Michigan State Police raid the home of Lee Chatfield’s associates
February 17: Michigan soldiers execute a warrant against Lee Chatfield’s brother as part of an investigation
BATH — Michigan State Police troopers searched the home of Rob and Anne Minard, two close associates of former House Speaker Lee Chatfield, on Tuesday.
At least six marked and unmarked police vehicles, along with uniformed and plainclothes officers, drove in and out of the couple’s home in Bath, a community about 10 miles northeast of Lansing, on Tuesday morning.
A group of officers were carrying at least two paper bags filled with what appeared to be house files. Other news outlets reported that officers also seized a computer and suitcase.
A Michigan State Police spokesperson told Bridge Michigan in an email that the department is “working with the attorney general’s office in an ongoing investigation.” There is no further information to disclose at this time.”
The attorney general’s office declined to comment, while Anne Minard did not respond to multiple requests for comment.
Anne and Rob Minard were two of Chatfield’s most senior officials when he was in the Legislative Assembly from 2015 to 2021. They have been in the spotlight in recent weeks due to their business dealings with Chatfield, which has been accused in December of sexual abuse by his sister-in-law.

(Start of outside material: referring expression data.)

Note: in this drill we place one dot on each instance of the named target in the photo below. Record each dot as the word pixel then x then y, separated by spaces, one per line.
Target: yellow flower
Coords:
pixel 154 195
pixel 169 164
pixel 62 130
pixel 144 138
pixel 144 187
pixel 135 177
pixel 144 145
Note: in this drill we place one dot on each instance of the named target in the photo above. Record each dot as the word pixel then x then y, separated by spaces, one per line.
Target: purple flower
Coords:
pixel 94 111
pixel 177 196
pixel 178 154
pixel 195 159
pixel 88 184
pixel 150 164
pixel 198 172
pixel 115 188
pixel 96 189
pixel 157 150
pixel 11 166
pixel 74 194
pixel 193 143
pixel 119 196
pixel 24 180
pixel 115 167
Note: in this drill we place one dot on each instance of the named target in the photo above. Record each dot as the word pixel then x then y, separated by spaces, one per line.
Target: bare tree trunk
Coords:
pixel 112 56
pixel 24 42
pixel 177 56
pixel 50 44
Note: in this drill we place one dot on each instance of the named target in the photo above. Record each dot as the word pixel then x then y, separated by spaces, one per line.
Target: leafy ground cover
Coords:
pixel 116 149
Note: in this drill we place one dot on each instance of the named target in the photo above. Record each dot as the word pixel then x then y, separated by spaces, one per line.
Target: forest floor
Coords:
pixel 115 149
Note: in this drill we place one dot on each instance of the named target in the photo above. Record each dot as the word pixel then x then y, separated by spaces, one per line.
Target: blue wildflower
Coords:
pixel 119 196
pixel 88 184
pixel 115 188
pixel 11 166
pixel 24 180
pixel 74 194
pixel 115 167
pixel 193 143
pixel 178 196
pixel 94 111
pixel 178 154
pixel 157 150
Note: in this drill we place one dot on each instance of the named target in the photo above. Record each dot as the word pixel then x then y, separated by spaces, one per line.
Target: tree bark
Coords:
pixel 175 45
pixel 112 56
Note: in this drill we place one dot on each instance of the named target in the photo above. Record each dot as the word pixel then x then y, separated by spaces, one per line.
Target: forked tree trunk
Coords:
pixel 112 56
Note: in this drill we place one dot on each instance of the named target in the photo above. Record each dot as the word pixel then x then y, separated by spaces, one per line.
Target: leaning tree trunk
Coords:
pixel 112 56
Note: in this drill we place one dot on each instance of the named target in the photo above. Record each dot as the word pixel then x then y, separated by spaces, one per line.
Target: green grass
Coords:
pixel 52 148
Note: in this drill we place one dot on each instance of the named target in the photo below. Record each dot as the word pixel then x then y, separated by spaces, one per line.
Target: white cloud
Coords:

Rebekah Chatfield told Bridge the abuse began when she was 15 or 16 at a northern Michigan Christian school run by Chatfield’s father, Rusty. Lee Chatfield was then a teacher at the school.
Through a lawyer, groom Lee Chatfield acknowledged several affairs, but claimed they were all consensual and started as an adult.
Since the allegations emerged, Chatfield’s finances and his frequent travels as Speaker of the House have come under scrutiny. He earned $95,985 as Speaker of the House from 2019 to 2021 and was “out all the time” traveling, Aaron Chatfield, Rebekah’s husband, told Bridge.
While serving in the House as director of external affairs, Anne Minard was also a member of the board of directors of the Peninsula Fund, a nonprofit organization linked to Chatfield, according to IRS records. Meanwhile, Rob Minard was Chatfield’s chief of staff.
A Bridge Michigan investigation in conjunction with the Michigan Campaign Finance Network found the Peninsula Fund spent nearly half a million dollars on travel and food in 2020 alone.
However, because IRS rules do not require it to disclose donors or explain how the money was spent, much is unknown about how that money was spent.
Records also show that Anne and Rob Minard also made six-figure profits from their relationship with Chatfield, as the Michigan Campaign Finance Network first reported in 2020.
While both working full-time in the Legislative Assembly, Rob and Anne Minard also owned Victor Strategies, a consulting firm. Chatfield’s leadership PACs, his campaign and a connected super PAC paid the Minards approximately $493,000 over a three-year period from 2018 to 2020.
In total, more than $1.1 million went to Victor Strategies from Republican campaigns and PACs, while at least one of the Minards also received a legislative salary. Anne Minard is still employed at the House as events and business coordinator, according to a House spokesperson.
“I wouldn’t be where I am without you and I wouldn’t be who I am without you,” Chatfield said during his farewell speech in December 2020, referring to the Minards.
Lee Chatfield did not respond to a request for comment.
His attorney, Mary Chartier, said in a statement that Tuesday’s search of the Minards’ home is “the latest move to bring down a former Republican politician on completely false charges.”
She said Lee Chatfield had faith in “the people managing the funds” and believed that “all laws were followed”.
“Ultimately, all an investigation will reveal is that Republicans and Democrats use these accounts equally and that the law has been followed,” Chartier said.